Background & Aims: Bile-acid metabolism and the intestinal microbiota are impaired in alcohol-related liver disease. Activation of the bile-acid receptor TGR5 (or GPBAR1) controls both biliary homeostasis and inflammatory processes. We examined the role of TGR5 in alcohol-induced liver injury in mice. Methods: We used TGR5-deficient (TGR5-KO) and wild-type (WT) female mice, fed alcohol or not, to study the involvement of liver macrophages, the intestinal microbiota (16S sequencing), and bile-acid profiles (high-performance liquid chromatography coupled to tandem mass spectrometry). Hepatic triglyceride accumulation and inflammatory processes were assessed in parallel. Results: TGR5 deficiency worsened liver injury, as shown by greater steatosis and inflammation than in WT mice. Isolation of liver macrophages from WT and TGR5-KO alcohol-fed mice showed that TGR5 deficiency did not increase the pro-inflammatory phenotype of liver macrophages but increased their recruitment to the liver. TGR5 deficiency induced dysbiosis, independently of alcohol intake, and transplantation of the TGR5-KO intestinal microbiota to WT mice was sufficient to worsen alcohol-induced liver inflammation. Secondary bile-acid levels were markedly lower in alcohol-fed TGR5-KO than normally fed WT and TGR5-KO mice. Consistent with these results, predictive analysis showed the abundance of bacterial genes involved in bile-acid transformation to be lower in alcohol-fed TGR5-KO than WT mice. This altered bile-acid profile may explain, in particular, why bile-acid synthesis was not repressed and inflammatory processes were exacerbated. Conclusions: A lack of TGR5 was associated with worsening of alcohol-induced liver injury, a phenotype mainly related to intestinal microbiota dysbiosis and an altered bile-acid profile, following the consumption of alcohol.

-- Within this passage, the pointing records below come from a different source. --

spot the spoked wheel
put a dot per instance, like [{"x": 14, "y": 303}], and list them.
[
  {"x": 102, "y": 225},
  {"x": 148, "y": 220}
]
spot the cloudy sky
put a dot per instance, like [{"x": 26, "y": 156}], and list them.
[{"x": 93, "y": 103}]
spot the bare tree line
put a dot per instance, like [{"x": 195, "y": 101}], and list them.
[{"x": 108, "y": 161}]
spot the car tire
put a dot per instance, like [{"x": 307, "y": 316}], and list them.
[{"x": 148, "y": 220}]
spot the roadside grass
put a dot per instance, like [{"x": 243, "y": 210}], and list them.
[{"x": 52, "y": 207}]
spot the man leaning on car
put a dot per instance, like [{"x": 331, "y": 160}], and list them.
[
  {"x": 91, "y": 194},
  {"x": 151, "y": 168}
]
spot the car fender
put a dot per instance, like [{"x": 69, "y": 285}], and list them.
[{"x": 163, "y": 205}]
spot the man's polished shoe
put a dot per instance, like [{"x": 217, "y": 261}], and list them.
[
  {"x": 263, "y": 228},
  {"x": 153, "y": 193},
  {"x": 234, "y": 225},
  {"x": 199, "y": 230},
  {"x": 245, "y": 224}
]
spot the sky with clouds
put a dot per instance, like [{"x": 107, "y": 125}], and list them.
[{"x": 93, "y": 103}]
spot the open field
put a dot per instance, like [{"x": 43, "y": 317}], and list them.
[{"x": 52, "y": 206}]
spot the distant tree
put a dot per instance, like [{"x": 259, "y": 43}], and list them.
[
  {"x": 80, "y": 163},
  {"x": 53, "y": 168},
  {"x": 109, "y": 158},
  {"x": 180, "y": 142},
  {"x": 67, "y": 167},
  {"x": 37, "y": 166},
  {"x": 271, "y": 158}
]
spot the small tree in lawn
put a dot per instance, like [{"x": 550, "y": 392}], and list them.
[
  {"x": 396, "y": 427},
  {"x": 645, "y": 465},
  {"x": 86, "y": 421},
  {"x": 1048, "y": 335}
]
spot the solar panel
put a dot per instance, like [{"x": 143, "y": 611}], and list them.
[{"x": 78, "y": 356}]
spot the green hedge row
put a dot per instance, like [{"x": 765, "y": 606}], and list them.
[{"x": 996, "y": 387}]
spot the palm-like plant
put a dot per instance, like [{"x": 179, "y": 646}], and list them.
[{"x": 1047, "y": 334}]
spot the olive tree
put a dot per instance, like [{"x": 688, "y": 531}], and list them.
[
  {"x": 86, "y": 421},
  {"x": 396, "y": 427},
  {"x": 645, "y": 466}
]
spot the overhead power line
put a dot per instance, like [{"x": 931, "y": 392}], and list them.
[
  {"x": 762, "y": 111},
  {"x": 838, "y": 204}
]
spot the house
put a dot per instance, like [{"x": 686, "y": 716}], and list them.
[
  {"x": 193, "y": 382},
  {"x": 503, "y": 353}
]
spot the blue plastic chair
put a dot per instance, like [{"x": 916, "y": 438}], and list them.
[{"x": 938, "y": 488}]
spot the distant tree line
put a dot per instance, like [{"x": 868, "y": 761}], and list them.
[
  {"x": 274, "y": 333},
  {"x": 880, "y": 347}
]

Lay summary: Excessive chronic alcohol intake can induce liver disease. Bile acids are molecules produced by the liver and can modulate disease severity. We addressed the specific role of TGR5, a bile-acid receptor. We found that TGR5 deficiency worsened alcohol-induced liver injury and induced both intestinal microbiota dysbiosis and bile-acid pool remodelling. Our data suggest that both the intestinal microbiota and TGR5 may be targeted in the context of human alcohol-induced liver injury.